I cannot eat it or serve it, without a spoon, to swirl the pasta in, before popping it into a wide, birdy open mouth; eagerly hungry.  My Dad once more, a ten year old me.  Its such a trick.  Miss B is determined in her pursuit of mastering this skillful cutlery wielding.
I cannot watch the devouring of this dish, without smiling my alter ego Mamma smile, looking on at the little orangey smeered faces!  Because to cook for little ones and watch it vanish, rather than be pushed round the plate, satisfies an utterly primal part of all Mummies (and Daddies!)

How do you cook yours?

x





12 comments:

Pink Milk said...

Oh I do like the garlic/oil tip.

I always add a rasher or two of very finely chopped smoked bacon, unashamedly loving the saltiness.

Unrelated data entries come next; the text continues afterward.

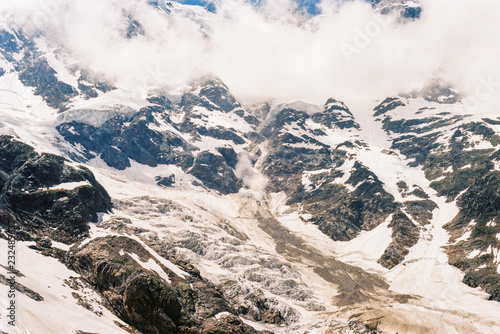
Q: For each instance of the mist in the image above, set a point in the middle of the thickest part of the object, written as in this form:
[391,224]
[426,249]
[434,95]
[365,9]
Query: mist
[275,51]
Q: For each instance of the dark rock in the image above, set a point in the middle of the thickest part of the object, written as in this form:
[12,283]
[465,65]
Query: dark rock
[165,181]
[387,105]
[28,201]
[215,173]
[114,157]
[405,235]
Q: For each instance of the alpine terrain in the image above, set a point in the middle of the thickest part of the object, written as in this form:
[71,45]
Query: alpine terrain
[184,209]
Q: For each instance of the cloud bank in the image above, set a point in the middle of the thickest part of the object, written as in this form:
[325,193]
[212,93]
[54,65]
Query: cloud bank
[273,50]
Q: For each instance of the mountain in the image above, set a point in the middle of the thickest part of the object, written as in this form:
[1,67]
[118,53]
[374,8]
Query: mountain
[192,212]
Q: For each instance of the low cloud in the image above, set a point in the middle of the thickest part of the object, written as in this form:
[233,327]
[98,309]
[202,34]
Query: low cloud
[275,51]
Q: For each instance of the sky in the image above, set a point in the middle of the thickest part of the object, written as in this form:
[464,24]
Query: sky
[273,51]
[310,6]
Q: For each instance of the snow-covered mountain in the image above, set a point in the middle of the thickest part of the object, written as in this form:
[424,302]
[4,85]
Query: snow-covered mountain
[184,210]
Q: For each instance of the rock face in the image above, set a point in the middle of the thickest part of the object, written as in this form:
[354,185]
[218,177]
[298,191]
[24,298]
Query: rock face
[215,173]
[405,234]
[461,163]
[309,169]
[35,71]
[142,291]
[150,137]
[43,195]
[122,138]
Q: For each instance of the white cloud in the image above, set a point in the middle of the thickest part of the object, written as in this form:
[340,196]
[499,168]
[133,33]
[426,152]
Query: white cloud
[276,52]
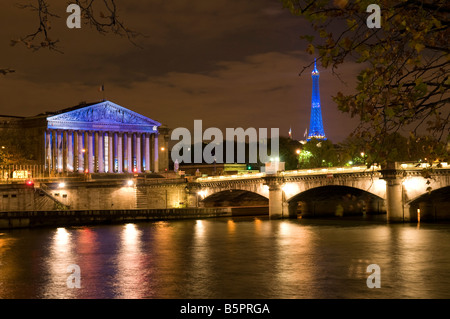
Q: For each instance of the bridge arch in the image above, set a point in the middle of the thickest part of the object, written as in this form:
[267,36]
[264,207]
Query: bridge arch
[335,200]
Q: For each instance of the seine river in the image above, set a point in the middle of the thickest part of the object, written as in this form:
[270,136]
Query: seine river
[238,258]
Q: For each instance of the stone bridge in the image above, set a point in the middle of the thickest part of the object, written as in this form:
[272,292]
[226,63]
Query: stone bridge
[396,187]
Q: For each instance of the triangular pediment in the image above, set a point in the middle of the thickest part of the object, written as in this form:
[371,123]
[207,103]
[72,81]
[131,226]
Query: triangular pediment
[102,114]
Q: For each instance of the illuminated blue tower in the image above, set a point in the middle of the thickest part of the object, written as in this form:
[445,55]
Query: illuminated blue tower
[315,124]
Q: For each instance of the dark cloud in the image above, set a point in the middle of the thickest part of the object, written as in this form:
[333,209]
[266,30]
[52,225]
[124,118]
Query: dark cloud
[230,63]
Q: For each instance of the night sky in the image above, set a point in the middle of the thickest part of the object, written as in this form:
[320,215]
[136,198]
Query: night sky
[230,63]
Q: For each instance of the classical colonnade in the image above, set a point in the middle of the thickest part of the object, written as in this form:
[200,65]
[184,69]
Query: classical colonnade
[88,151]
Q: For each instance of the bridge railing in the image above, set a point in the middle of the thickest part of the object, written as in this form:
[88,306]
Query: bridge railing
[315,171]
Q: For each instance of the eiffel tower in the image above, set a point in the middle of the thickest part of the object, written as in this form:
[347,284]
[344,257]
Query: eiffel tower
[315,124]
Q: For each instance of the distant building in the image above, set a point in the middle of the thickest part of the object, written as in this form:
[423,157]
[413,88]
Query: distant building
[98,137]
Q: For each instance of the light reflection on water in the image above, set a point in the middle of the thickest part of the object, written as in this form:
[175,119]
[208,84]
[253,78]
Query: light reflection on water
[228,258]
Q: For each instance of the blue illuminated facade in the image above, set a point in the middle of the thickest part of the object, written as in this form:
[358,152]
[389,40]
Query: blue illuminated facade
[316,126]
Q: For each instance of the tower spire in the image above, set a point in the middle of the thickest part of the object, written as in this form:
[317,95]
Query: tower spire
[315,125]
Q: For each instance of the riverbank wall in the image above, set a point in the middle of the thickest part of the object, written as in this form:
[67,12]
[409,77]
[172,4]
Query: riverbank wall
[64,218]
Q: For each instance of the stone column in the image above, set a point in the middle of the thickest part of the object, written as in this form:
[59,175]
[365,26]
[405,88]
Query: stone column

When I first learnt to cook, a friend came for supper and, without asking, added a heaped teaspoon of sugar to my pan of simmering bolognaise - I was LIVID! It was, however, quite delicious and something I've carried on doing to this day (not that I'd ever admit it to aforementioned friend!!!) ;-)

Hmmm, peckish now ...

Hx

Sheila said...

Oooh scrummy!!
I love Sophie Dahl too, some people hated it, but i love her so much!
x

PaperFish! said...

ahhhh, The Dahl.
You have made me soooo hungry!

Mrs B said...

oooooh youre so right...smoked bacon would be blissful! The Italians would nod in agreement your way!

Sophie Dahl ladies is gorgeous! We are in utter agreement and ready to defend, are we not Fishy!

x

The Bird said...

Ahhh you always make the simple things in life so beautiful. I feel comforted reading it.

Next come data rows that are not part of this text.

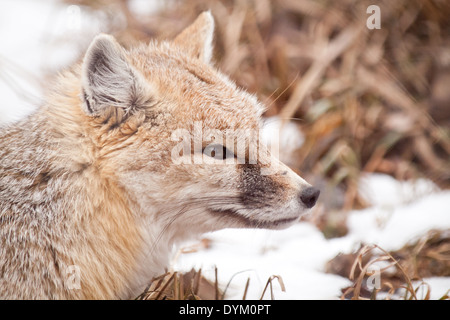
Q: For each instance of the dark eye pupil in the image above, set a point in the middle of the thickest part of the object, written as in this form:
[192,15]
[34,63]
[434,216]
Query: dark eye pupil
[217,152]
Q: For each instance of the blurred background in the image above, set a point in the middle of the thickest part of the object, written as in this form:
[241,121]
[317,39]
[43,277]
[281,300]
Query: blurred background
[362,103]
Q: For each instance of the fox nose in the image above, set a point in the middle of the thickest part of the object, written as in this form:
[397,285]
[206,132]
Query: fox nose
[309,196]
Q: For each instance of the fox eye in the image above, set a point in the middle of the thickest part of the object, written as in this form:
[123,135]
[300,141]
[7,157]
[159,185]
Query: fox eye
[218,151]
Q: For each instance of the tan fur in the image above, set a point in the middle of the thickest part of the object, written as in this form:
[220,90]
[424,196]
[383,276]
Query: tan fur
[88,180]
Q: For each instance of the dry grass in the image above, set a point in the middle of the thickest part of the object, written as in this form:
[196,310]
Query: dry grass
[398,271]
[193,286]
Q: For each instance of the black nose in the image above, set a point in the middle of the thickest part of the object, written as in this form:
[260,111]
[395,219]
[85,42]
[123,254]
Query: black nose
[309,196]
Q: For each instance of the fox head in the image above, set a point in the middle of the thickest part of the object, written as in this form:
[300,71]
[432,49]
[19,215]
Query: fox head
[182,140]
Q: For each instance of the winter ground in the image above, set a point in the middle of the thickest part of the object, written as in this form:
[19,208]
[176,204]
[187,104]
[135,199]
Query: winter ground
[34,44]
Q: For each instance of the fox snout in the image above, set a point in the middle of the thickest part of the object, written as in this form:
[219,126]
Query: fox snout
[309,196]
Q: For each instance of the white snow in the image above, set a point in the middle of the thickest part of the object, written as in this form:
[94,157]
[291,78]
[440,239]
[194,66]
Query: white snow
[40,37]
[299,254]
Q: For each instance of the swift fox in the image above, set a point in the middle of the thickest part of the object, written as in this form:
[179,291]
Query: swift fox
[96,188]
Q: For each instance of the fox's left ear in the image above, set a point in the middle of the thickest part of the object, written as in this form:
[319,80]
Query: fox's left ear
[108,79]
[198,37]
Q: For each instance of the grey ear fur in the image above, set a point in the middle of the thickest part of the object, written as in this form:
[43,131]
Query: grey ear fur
[107,78]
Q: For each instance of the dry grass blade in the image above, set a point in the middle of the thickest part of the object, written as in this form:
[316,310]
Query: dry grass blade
[309,80]
[269,285]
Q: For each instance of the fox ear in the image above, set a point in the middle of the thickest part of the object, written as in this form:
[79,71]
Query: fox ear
[107,78]
[197,38]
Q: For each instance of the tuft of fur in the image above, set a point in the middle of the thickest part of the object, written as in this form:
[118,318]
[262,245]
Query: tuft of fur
[91,202]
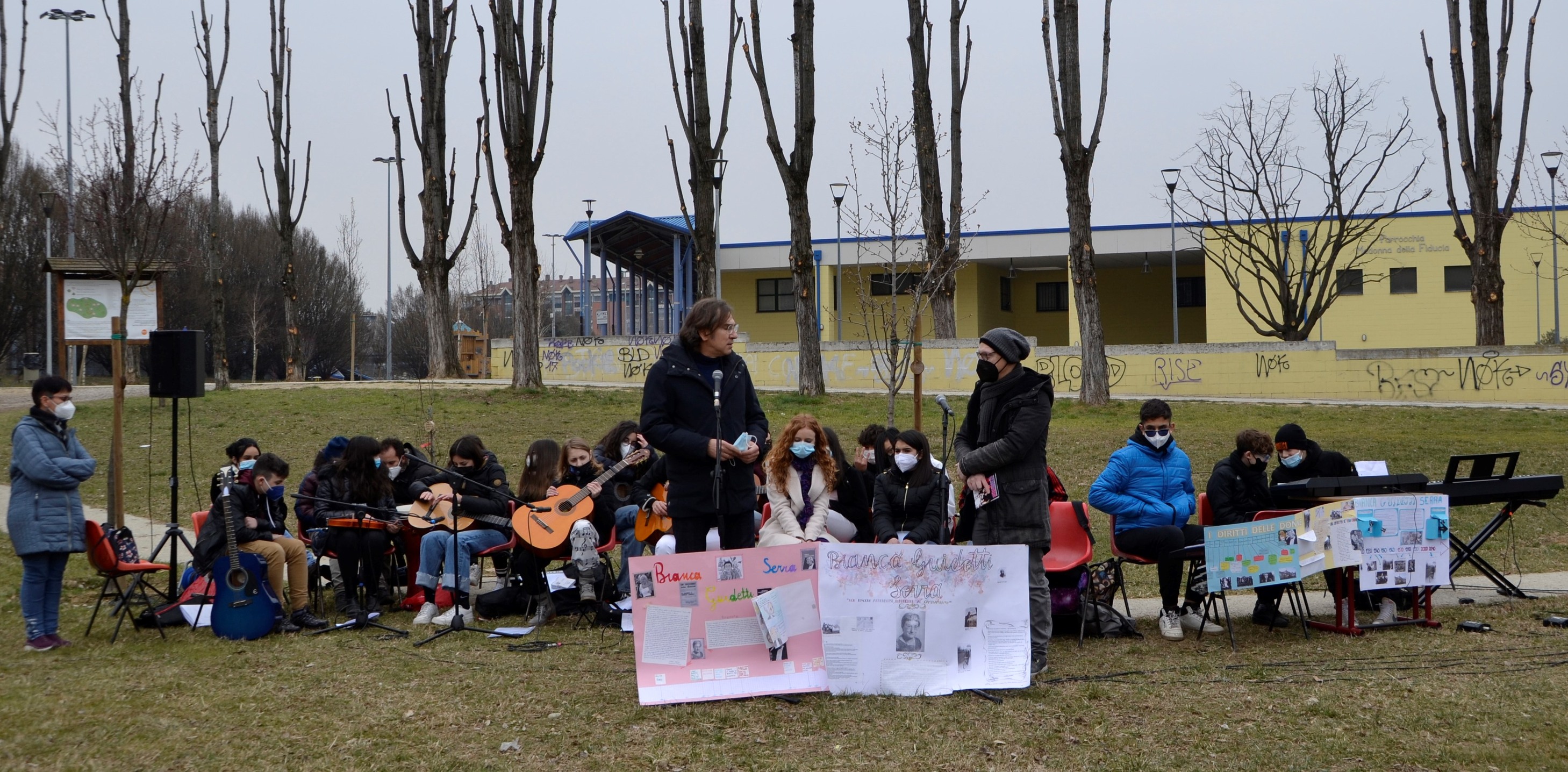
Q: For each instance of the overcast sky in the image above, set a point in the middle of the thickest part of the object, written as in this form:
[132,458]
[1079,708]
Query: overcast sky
[1170,63]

Must do that with the garlic. I too add a bit of ketchup or a spoon of sugar. I also put grated carrot or courgette in too - sneaky extra veg.

I have to make two bologneses as I'm a vegetarian but my son enjoys both of them which makes me nearly burst with happiness. xx

Sue said...

Lovely post, you have made the cooking of a family meal a poem.

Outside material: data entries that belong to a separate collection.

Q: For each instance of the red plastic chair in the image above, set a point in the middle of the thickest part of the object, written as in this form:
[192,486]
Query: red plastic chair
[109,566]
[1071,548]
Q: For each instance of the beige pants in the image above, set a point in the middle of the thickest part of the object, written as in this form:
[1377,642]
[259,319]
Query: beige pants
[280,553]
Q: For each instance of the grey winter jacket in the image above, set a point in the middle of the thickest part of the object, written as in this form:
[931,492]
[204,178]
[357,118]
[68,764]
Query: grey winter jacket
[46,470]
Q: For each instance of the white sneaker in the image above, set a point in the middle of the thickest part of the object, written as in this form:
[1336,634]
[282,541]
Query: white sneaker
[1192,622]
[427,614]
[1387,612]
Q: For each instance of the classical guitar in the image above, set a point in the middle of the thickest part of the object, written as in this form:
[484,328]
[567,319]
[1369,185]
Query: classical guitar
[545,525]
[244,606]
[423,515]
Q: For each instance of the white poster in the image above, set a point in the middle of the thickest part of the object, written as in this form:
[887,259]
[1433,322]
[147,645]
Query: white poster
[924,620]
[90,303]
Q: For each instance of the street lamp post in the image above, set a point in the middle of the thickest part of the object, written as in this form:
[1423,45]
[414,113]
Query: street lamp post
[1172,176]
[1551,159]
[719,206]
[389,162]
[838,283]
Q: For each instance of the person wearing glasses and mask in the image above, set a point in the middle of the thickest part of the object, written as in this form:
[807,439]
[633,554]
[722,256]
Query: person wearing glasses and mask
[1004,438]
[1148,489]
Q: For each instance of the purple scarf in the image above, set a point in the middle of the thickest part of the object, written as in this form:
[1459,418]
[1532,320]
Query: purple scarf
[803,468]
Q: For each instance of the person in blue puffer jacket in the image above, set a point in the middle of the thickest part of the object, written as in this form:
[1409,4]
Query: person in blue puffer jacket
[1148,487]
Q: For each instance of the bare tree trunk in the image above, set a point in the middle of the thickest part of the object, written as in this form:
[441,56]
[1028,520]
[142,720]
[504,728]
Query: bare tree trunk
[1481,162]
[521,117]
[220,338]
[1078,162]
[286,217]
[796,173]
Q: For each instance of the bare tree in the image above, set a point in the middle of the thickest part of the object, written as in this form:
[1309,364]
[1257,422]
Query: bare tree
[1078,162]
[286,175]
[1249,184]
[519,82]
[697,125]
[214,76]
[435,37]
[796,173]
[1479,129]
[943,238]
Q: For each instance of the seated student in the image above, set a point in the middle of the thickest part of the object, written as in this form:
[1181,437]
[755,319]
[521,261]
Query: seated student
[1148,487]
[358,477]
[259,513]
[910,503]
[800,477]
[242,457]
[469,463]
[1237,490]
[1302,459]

I have two little idiosyncracies when I make my spag bol. First I use my frozen vegetable hash in place of onions. This consists of finely chopped (in the food processor) onions, carrot, celery, red pepper and garlic. Second, like Pink Milk, I always add couple of finley chopped rashers of bacon, smoked for preference.

peas and carrots said...

Looks delicious. Oh, i do miss sitting down on a Tuesday evening and watching the lovely Sophie cooking away in that gorgeous kitchen.

Mrs B said...

Arrrr sue! The Italians would love you! You've got the trinity and bacon!! All good! Much more authentic than mine!

The bird- I think the same of you! Your photos are lovely!!

P&C's - she was so compelling!! I never understood the aggro reaction to her. I think she is charming!

Xx

::cupcakesandbiscuits:: said...

I go with Delia. Four hours in the oven, two kinds of mince, pancetta, chicken livers and red wine, it's decadently deep man!

Poor poor Sophie...

So glad dinner is Italian tonight after reading this.
I am hungry for ma meatballs! xx

(even the v word sound Italian - remorni)

Mrs B said...

Crikey me, woman!! That's dedication!! You honour your mince!!

I'm coming to yours for Italian!!

X

Angel Jem said...

Delia with a difference. I don't do chicken livers but I do do the 4 hours on low in the oven and near on a bottle of red wine (minus the glass for the cook, of course) It's lovely and a very little goes a long, long way.
Apples for Jam is a brilliant book, BTW. Love it. And I love her garlic clove hint. Bolognese for tea tomorrow. Yum.